P < 0.05; *P < 0.01; NS (Non-significant) as compared to control.

On the contrary, after addition of atropine at 10^− 3 M to the tissue bath, there was significant increase of amplitude 0.62 ± 0.06 (P < 0.01), baseline tension 0.31 ± 0.03 (P < 0.01) and frequency 72.32 ± 5.12 per 5 min (P < 0.01) respectively. The amplitude (0.28 ± 0.05g), baseline tension (0.15 ± 0.01g) and frequency (32.66 ± 5.42 per 5 min) were significantly (P < 0.01 and P < 0.001) reduced after addition of ESEBF at 3000 µg/ml. The representative recordings are given in Table 4 and Figs. 6 and 7.

Table 4

Combination effect of atropine (10^− 3 M) and ESEBF (3000 µg/ml) on amplitude (g), baseline tension (g) and frequency (per 5 min) of SMA of *P. cervi*
Observations	Concentrations
Observations	Control	Atropine (10^− 3 M)	Atropine (10^− 3 M) + B. frondosa Roxb. Ex. Willd (3000 µg/ml)
Amplitude (g)	0.48 ± 0.07	0.62 ± 0.06**	0.28 ± 0.05***
Baseline tension (g)	0.20 ± 0.03	0.31 ± 0.03**	0.15 ± 0.01**
Frequency/5min	51.65 ± 6.78	72.32 ± 5.12**	32.66 ± 5.42***
Values are the Mean ± S.E for six replicates.
P < 0.05as compared to control. P < 0.01; **P < 0.001as compared to atropine (10^− 3 M).

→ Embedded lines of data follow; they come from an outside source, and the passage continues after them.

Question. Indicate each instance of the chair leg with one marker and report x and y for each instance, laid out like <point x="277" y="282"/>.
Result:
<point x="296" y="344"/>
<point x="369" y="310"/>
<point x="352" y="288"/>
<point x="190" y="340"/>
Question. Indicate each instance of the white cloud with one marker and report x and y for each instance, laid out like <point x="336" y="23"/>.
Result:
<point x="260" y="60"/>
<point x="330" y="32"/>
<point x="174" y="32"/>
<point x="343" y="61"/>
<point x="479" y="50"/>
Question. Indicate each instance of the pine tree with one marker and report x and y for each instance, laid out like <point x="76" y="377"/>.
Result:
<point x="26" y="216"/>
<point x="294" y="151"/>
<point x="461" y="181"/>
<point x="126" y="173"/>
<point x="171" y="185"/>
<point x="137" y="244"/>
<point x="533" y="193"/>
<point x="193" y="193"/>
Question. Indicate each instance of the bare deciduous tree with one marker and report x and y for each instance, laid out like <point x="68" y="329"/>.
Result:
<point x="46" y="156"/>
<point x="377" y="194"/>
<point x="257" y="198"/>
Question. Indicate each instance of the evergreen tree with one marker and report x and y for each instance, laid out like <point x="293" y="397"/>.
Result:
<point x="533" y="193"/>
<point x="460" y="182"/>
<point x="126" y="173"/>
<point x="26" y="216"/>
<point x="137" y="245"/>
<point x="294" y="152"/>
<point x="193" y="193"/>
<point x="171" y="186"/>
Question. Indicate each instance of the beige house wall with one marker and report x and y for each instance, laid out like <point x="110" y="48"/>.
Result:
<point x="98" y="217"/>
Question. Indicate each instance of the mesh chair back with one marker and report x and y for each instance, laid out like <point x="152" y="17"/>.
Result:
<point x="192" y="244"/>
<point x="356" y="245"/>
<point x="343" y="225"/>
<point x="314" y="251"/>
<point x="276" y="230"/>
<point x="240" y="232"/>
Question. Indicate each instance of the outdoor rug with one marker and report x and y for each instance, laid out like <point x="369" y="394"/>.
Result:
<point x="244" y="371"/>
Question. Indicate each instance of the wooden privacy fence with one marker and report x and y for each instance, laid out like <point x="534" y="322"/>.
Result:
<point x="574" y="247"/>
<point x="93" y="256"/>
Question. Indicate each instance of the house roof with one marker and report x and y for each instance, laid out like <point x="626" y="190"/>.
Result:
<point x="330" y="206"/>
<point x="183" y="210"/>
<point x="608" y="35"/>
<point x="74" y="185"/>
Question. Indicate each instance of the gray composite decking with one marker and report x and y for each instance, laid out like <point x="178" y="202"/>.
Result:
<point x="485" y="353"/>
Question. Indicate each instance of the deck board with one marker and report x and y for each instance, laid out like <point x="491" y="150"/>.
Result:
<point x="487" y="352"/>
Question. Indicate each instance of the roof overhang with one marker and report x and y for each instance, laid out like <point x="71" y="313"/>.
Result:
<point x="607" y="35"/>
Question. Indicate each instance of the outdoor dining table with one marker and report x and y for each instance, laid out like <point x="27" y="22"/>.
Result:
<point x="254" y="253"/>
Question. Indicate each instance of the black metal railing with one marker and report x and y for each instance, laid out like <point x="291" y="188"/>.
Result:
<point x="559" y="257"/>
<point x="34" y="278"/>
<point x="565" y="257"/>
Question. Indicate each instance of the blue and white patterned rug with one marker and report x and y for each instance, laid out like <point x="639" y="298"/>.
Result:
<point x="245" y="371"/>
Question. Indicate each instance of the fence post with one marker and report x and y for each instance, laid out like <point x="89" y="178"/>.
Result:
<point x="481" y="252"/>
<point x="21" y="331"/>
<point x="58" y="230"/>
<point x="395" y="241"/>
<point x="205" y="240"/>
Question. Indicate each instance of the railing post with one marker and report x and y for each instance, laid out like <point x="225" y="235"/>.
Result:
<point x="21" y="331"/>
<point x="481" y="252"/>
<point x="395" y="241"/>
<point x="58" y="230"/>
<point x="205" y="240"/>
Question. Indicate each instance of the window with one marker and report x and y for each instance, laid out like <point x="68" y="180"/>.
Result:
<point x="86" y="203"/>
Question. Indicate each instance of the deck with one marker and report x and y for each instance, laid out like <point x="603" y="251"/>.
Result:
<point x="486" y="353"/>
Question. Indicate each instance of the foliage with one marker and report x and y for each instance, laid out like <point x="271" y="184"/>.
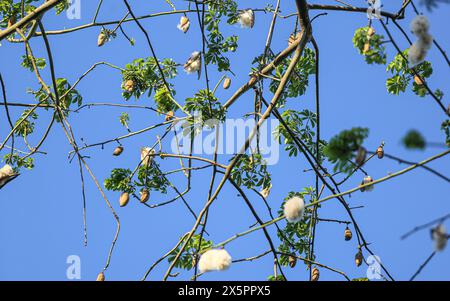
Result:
<point x="340" y="150"/>
<point x="376" y="54"/>
<point x="414" y="140"/>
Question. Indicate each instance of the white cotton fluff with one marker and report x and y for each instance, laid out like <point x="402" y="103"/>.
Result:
<point x="293" y="209"/>
<point x="194" y="63"/>
<point x="420" y="26"/>
<point x="440" y="237"/>
<point x="247" y="18"/>
<point x="214" y="260"/>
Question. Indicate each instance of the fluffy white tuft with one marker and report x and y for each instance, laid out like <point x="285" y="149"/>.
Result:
<point x="293" y="209"/>
<point x="247" y="18"/>
<point x="440" y="237"/>
<point x="214" y="260"/>
<point x="420" y="26"/>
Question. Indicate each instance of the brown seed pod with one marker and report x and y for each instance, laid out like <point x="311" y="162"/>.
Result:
<point x="226" y="83"/>
<point x="380" y="152"/>
<point x="124" y="199"/>
<point x="418" y="80"/>
<point x="169" y="116"/>
<point x="145" y="194"/>
<point x="292" y="261"/>
<point x="118" y="151"/>
<point x="315" y="274"/>
<point x="359" y="258"/>
<point x="348" y="234"/>
<point x="101" y="277"/>
<point x="129" y="85"/>
<point x="101" y="40"/>
<point x="361" y="156"/>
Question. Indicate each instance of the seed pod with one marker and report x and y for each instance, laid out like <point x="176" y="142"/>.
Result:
<point x="129" y="85"/>
<point x="315" y="274"/>
<point x="184" y="24"/>
<point x="380" y="152"/>
<point x="118" y="151"/>
<point x="226" y="83"/>
<point x="101" y="277"/>
<point x="348" y="234"/>
<point x="366" y="47"/>
<point x="169" y="116"/>
<point x="361" y="156"/>
<point x="418" y="80"/>
<point x="359" y="258"/>
<point x="124" y="199"/>
<point x="145" y="194"/>
<point x="101" y="40"/>
<point x="292" y="261"/>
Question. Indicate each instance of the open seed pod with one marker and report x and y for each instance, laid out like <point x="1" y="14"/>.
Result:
<point x="145" y="194"/>
<point x="101" y="277"/>
<point x="348" y="234"/>
<point x="380" y="152"/>
<point x="118" y="150"/>
<point x="226" y="83"/>
<point x="359" y="258"/>
<point x="292" y="261"/>
<point x="315" y="274"/>
<point x="124" y="199"/>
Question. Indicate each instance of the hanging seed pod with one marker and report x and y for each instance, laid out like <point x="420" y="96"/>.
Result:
<point x="418" y="80"/>
<point x="101" y="40"/>
<point x="361" y="156"/>
<point x="169" y="116"/>
<point x="145" y="194"/>
<point x="359" y="258"/>
<point x="124" y="199"/>
<point x="226" y="83"/>
<point x="347" y="234"/>
<point x="315" y="274"/>
<point x="129" y="85"/>
<point x="380" y="152"/>
<point x="292" y="261"/>
<point x="118" y="151"/>
<point x="101" y="277"/>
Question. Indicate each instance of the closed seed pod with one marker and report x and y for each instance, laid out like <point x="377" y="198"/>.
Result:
<point x="129" y="85"/>
<point x="348" y="234"/>
<point x="315" y="274"/>
<point x="145" y="194"/>
<point x="380" y="152"/>
<point x="292" y="261"/>
<point x="101" y="40"/>
<point x="359" y="258"/>
<point x="118" y="151"/>
<point x="101" y="277"/>
<point x="418" y="80"/>
<point x="226" y="83"/>
<point x="124" y="199"/>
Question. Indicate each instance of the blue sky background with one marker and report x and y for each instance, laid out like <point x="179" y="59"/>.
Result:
<point x="41" y="211"/>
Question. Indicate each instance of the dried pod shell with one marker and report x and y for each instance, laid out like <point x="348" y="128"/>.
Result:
<point x="348" y="234"/>
<point x="118" y="151"/>
<point x="418" y="80"/>
<point x="315" y="274"/>
<point x="124" y="199"/>
<point x="101" y="40"/>
<point x="226" y="83"/>
<point x="145" y="194"/>
<point x="359" y="258"/>
<point x="292" y="261"/>
<point x="380" y="152"/>
<point x="101" y="277"/>
<point x="129" y="85"/>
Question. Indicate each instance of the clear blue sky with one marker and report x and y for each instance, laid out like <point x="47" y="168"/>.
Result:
<point x="41" y="211"/>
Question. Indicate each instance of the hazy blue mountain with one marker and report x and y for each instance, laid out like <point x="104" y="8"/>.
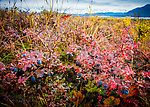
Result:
<point x="140" y="11"/>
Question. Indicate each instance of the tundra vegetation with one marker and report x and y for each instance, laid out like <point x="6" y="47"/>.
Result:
<point x="51" y="59"/>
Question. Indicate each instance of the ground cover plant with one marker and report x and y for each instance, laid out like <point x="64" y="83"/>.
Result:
<point x="50" y="59"/>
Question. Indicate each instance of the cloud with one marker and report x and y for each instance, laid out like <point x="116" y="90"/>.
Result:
<point x="80" y="5"/>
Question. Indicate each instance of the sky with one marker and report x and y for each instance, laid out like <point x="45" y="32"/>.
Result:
<point x="77" y="6"/>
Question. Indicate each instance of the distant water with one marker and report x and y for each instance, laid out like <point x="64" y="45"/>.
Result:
<point x="127" y="17"/>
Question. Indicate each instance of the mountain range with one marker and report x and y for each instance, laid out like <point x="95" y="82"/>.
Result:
<point x="137" y="12"/>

Likewise, after addition of hemoglobin at 10^− 3 M to the tissue bath, there was significant increase of amplitude 0.65 ± 0.06 (P < 0.05), baseline tension 0.29 ± 0.03 (P < 0.05) and frequency 69.11 ± 5.79 per 5 min (P < 0.05) respectively. The amplitude (0.35 ± 0.05g), baseline tension (0.14 ± 0.02g) and frequency (34.76 ± 5.42 per 5 min) were significantly (P < 0.01 and P < 0.001) reduced after addition of ESEBF at 3000 µg/ml. The representative recordings are presented in Table 5 and Figs. 8 and 9.

Table 5

Combination effect of hemoglobin (10^− 3 M) and ESEBF (3000 µg/ml) on amplitude (g), baseline tension (g) and frequency (per 5 min) of SMA of *P. cervi*
Observations	Concentrations
Observations	Control	Hemoglobin (10^− 3 M)	Hemoglobin (10^− 3 M) + B. frondosa (3000 µg/ml)
Amplitude (g)	0.52 ± 0.06	0.65 ± 0.06*	0.35 ± 0.05***
Baseline tension (g)	0.21 ± 0.04	0.29 ± 0.03*	0.14 ± 0.02**
Frequency/5min	50.12 ± 5.54	69.11 ± 5.79*	34.76 ± 5.42***
Values are the Mean ± S.E for six replicates.
P < 0.05as compared to control. P < 0.01; **P < 0.001 as compared to hemoglobin (10^− 3 M).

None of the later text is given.